Legal Haze for Social networks. Identity and Freedom of Expression.

200907091809.jpg

The picture pretty much sums the conundrum up.

Is it ok for individuals to promote pot on these social networking services?

Should social networks allow marijuana dispensaries to have organizational presences?

(from an e-mail from Fast Company promoting this article)

The question is, whose laws do social networks have to follow? The Web may seem borderless, but as companies like Google and Yahoo have found in China and, more recently, Twitter and Facebook found in Iran, virtual boundaries do exist. So what’s a company like Facebook or Twitter to do? It will be interesting to see how Silicon Valley finesses this one, particularly because the companies are based in California where the dispensaries are considered legitimate enterprises (at least in the eyes of the law).

I poked around on twitter and found a whole Marijuana movement

along with the Stoner Nation Facebook page and Stoner Nation Twitter and on Blogger and their own site.

Interestingly I searched in Facebook to find the stoner nation page and it was not listed when typed as two words but was when I typed it the way their name is listed as one word – StonerNation .

It is not a surprise to see seems there are many fans of Stoner Nation who are using Facebook accounts without their real names. Like Oregon Slacker , Stoner Stuff, and Drink Moxie.

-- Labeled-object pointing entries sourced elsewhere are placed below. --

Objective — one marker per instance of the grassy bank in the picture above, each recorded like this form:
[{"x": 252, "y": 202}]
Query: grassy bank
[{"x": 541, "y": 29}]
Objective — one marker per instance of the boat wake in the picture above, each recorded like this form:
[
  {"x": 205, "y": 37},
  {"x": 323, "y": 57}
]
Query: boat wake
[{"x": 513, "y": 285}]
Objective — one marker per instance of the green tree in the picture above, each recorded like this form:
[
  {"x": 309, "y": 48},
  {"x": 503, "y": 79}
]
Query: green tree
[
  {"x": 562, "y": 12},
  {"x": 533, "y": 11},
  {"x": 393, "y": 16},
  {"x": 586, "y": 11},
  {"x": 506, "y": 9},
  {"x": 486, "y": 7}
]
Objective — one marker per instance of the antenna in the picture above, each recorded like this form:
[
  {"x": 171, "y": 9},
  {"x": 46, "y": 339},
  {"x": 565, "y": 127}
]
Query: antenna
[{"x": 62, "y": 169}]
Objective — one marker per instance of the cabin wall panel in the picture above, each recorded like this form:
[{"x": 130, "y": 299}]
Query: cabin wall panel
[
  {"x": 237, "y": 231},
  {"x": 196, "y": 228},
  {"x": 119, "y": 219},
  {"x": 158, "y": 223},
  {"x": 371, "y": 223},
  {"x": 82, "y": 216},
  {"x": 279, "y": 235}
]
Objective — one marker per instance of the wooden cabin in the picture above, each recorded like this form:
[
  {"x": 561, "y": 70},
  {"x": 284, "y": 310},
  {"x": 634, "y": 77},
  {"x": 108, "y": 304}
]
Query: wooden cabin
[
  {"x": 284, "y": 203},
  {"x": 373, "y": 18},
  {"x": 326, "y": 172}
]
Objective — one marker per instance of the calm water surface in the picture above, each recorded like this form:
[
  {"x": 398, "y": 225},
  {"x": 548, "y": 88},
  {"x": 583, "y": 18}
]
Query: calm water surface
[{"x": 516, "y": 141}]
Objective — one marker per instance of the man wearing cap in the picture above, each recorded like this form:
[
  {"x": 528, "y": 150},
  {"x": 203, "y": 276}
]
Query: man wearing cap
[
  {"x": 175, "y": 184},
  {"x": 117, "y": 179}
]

I think this liminal space between the legal and illegal (at least this is factually the case in california) is quiet interesting. The freedom to express oneself and organize around change is something that is important to maintain on the web – clearly these three people have chosen to weave a line – expressing their opinion and support and involvement around marijuana online and not releasing their “real names” on facebook or twitter where they are expressing support and involvement in movement organizing but making the choice that saying who they are may negatively affect them in their ‘daily life’ – whether it be a small town where they live that would be unaccepting or a profession they hold that would not be understanding. I think these rights and issues go beyond “just” drug use but also extend to sexual and other minorities. The marijuana community is activating right now because there is a ballot initiative here in 2010 to legalize pot and tax it (potentially generating 1.2 billion dollars in revenue annually for the state).

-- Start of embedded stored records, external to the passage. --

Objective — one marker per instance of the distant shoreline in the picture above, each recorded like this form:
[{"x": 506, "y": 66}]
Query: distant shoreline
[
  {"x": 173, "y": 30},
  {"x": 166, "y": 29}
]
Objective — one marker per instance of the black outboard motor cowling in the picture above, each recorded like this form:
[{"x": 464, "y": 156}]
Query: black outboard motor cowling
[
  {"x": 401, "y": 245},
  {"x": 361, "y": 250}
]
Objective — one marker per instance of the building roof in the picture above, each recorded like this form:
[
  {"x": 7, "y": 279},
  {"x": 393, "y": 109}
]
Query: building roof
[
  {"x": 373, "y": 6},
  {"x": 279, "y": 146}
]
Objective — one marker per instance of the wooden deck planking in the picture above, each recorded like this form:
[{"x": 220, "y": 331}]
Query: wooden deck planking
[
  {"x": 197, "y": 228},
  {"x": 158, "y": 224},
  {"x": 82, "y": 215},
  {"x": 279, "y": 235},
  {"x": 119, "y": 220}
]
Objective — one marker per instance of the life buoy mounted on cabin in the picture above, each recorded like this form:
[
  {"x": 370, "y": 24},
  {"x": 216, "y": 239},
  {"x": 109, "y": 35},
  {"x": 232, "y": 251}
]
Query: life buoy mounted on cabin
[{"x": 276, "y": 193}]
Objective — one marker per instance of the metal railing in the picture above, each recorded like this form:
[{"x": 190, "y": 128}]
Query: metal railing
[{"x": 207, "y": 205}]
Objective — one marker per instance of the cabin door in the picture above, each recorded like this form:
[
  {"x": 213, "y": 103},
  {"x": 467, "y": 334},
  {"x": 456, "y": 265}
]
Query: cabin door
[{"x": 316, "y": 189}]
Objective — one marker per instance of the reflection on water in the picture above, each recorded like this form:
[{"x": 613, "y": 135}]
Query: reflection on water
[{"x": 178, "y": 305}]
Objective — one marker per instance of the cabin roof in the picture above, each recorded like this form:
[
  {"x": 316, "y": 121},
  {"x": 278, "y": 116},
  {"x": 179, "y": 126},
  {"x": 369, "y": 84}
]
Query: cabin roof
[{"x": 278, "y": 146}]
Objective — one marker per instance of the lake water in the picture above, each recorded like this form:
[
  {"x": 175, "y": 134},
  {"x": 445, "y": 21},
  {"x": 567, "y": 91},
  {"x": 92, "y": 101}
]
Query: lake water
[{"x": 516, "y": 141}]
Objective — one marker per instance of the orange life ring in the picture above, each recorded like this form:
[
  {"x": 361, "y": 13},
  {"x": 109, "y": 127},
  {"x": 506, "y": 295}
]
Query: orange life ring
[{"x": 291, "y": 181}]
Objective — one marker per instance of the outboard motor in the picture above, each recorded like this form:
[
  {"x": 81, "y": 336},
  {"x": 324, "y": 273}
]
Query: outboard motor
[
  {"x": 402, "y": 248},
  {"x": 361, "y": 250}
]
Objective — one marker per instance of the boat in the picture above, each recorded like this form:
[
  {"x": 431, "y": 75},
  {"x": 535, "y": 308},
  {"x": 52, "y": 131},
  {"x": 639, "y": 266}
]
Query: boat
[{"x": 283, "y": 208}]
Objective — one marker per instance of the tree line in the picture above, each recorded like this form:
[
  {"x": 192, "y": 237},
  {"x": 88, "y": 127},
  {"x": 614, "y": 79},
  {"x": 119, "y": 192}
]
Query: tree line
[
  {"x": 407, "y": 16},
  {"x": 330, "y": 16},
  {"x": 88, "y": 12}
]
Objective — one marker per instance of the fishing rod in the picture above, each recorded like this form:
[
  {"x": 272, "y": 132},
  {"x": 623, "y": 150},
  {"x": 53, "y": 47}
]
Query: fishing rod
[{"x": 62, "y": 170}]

I think a question we all have in building the evolving open and social web is how do we support citizens having the freedom to express themselves online and in social contexts. What are the particulars of online identity that enable this as a possibility and don’t rule the fundamental right of freedom of expression out? I am specifically thinking about the equivalent to anonymously joining a social movement march in the physical world.

US government Official says ‘no more anonymity’

From Slashdot:

Privacy no longer can mean anonymity, says Donald Kerr, a deputy director of national intelligence. Instead, it should mean that government and businesses properly safeguards people’s private communications and financial information. “Protecting anonymity isn’t a fight that can be won. Anyone that’s typed in their name on Google understands that,” said Kerr. Kurt Opsahl of the EFF said Kerr ignores the distinction between sacrificing protection from an intrusive government and voluntarily disclosing information in exchange for a service. “There is something fundamentally different from the government having information about you than private parties. We shouldn’t have to give people the choice between taking advantage of modern communication tools and sacrificing their privacy.” Kerr’s comments come as Congress is taking a second look at the Foreign Surveillance Intelligence Act, requiring a court order for surveillance on U.S. soil. The White House argued that the law was obstructing intelligence gathering.